Lo cierto es que los apelativos con los que se ha hecho acompañar al término corrupción se construyen indistintamente de acuerdo con ponderaciones tales como el tipo de sistema donde tiene lugar, el espacio económico en el que se desarrolla, el tipo de propiedad sobre la que recae, las características del sujeto corrupto y su lugar en la estructura. Estos aspectos evidencian que la génesis del fenómeno está en el entramado social, en el tipo de relación que lo sustenta y, además, atañe a la subjetividad social, de ahí la importancia de que su investigación se realice desde referentes teóricos capaces de abarcar lo más integralmente posible al fenómeno.

Particularmente el derecho penal, para lograr eficiencia en la prevención y enfrentamiento a la corrupción, está llamado a dialogar constantemente con la sociología porque, en primera instancia, aquél se construye socialmente y, además, en cada norma jurídica subyacen grupos sociales y diversos intereses políticos, culturales y económicos (Uribe y Lopera, 2015). De ahí la necesidad de pensar sociológicamente en función de ser más sensibles y aguzar la mirada para descubrir lo que permanece invisible (Bauman, 1994).

Lo sociológico de la corrupción

Entender la corrupción como un tipo de relación social y no como un hecho o un acto es una condición indispensable para dar cuenta de su dinámica, estructuración y organización interna. Estas premisas implican, además, la superación crítica de las tendencias que buscan en el aspecto ético su fundamento explicativo-causal.

Cuando se asocia la corrupción de manera absoluta a las cuestiones ético-morales, el problema se torna en una discusión sobre lo que es correcto o no en términos subjetivos, lo cual deja fuera al contexto en el que se produce el fenómeno (Brodschi, Fracchía y López, 2008).

Los enfoques ético-morales redundan en abstracciones que no toman en cuenta el desfase que puede existir entre la normatividad social basada en la racionalidad legal y lo que atañe a los imaginarios sociales.
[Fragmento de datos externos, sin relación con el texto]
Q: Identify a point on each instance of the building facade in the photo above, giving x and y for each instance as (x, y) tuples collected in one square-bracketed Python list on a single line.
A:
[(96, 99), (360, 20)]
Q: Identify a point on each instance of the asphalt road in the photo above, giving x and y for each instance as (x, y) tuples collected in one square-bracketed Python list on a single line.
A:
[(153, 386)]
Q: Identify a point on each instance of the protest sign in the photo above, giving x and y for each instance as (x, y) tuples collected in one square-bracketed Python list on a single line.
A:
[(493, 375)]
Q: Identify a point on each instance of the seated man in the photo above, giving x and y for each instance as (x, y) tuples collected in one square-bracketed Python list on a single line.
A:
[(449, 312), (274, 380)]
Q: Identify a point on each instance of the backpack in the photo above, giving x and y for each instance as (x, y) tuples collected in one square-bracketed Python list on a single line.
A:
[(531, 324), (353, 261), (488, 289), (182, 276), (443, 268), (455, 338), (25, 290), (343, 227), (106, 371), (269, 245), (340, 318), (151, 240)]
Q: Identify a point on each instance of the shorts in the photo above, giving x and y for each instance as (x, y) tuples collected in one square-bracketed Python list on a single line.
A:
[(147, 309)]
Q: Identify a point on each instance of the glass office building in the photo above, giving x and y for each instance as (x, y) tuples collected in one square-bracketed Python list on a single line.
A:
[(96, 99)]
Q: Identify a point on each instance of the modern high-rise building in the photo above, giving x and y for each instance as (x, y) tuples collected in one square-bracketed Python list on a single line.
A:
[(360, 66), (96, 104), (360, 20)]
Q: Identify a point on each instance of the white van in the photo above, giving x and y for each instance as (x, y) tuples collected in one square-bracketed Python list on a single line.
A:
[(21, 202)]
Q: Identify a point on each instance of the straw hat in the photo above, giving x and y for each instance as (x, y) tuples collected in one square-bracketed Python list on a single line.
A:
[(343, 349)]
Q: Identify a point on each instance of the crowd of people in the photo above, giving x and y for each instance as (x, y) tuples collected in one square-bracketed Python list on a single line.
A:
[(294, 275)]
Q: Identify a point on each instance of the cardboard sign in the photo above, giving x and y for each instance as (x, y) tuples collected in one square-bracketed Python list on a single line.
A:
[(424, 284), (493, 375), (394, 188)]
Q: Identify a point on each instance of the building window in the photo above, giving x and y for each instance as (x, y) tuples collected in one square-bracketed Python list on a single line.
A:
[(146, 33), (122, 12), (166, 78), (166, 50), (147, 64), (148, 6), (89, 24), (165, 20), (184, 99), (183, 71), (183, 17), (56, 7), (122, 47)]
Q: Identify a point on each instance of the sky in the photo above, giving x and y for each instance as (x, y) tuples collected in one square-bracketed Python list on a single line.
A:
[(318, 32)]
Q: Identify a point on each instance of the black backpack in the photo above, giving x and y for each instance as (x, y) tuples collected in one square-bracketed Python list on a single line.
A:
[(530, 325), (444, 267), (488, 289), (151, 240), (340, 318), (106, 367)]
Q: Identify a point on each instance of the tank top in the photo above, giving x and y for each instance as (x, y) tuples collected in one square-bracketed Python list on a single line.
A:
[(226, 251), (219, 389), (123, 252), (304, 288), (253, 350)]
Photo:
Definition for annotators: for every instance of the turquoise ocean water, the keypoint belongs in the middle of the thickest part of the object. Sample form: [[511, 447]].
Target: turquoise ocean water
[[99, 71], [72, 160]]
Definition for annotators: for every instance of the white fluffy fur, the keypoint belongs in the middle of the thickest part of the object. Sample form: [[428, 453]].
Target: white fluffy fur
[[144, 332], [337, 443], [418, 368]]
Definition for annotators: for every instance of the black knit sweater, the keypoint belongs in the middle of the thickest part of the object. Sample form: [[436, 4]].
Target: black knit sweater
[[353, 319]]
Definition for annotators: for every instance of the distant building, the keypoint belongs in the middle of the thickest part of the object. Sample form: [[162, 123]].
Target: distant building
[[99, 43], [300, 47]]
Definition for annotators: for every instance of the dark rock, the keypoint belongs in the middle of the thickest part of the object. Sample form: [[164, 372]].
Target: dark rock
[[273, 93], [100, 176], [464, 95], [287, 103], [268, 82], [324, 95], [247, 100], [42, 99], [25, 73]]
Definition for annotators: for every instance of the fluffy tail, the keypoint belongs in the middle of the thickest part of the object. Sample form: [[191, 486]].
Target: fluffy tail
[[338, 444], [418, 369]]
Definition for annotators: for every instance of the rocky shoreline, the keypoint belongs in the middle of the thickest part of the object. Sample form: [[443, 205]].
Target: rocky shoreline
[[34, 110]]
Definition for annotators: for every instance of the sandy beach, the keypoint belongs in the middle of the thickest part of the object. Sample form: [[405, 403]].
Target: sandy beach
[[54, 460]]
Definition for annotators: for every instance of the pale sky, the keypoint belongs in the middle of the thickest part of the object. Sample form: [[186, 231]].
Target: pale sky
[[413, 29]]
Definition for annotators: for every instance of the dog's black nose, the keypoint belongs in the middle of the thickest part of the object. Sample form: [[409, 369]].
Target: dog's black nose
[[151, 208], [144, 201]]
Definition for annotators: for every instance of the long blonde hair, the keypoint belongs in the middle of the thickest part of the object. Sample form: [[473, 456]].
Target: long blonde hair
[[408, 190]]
Los debates axiológicos respecto de la ética y la moral en el análisis de la corrupción no pueden sustraerse de los condicionamientos socioeconómicos, políticos e ideológicos del sistema social en el que se materializan. Por el contrario, más que lograr una retracción del fenómeno en la sociedad, desde la penalización de sus efectos legalmente identificables, tienden a invisibilizar sus mecanismos estructuradores.

Así, se expresa una condición inherente a la corrupción como fenómeno social que encierra en sí misma una contradicción. Los indicadores fenomenológicos de la corrupción, que por transitividad se asocian a los sujetos corruptos, si bien son enunciados como evidencia de la existencia del fenómeno, al mismo tiempo se constituyen en los argumentos que neutralizan la reacción social para combatirlo. Ello da cuenta de quiebres socioestructurales que trascienden a la corrupción, pero están implícitos y se reproducen a sus expensas.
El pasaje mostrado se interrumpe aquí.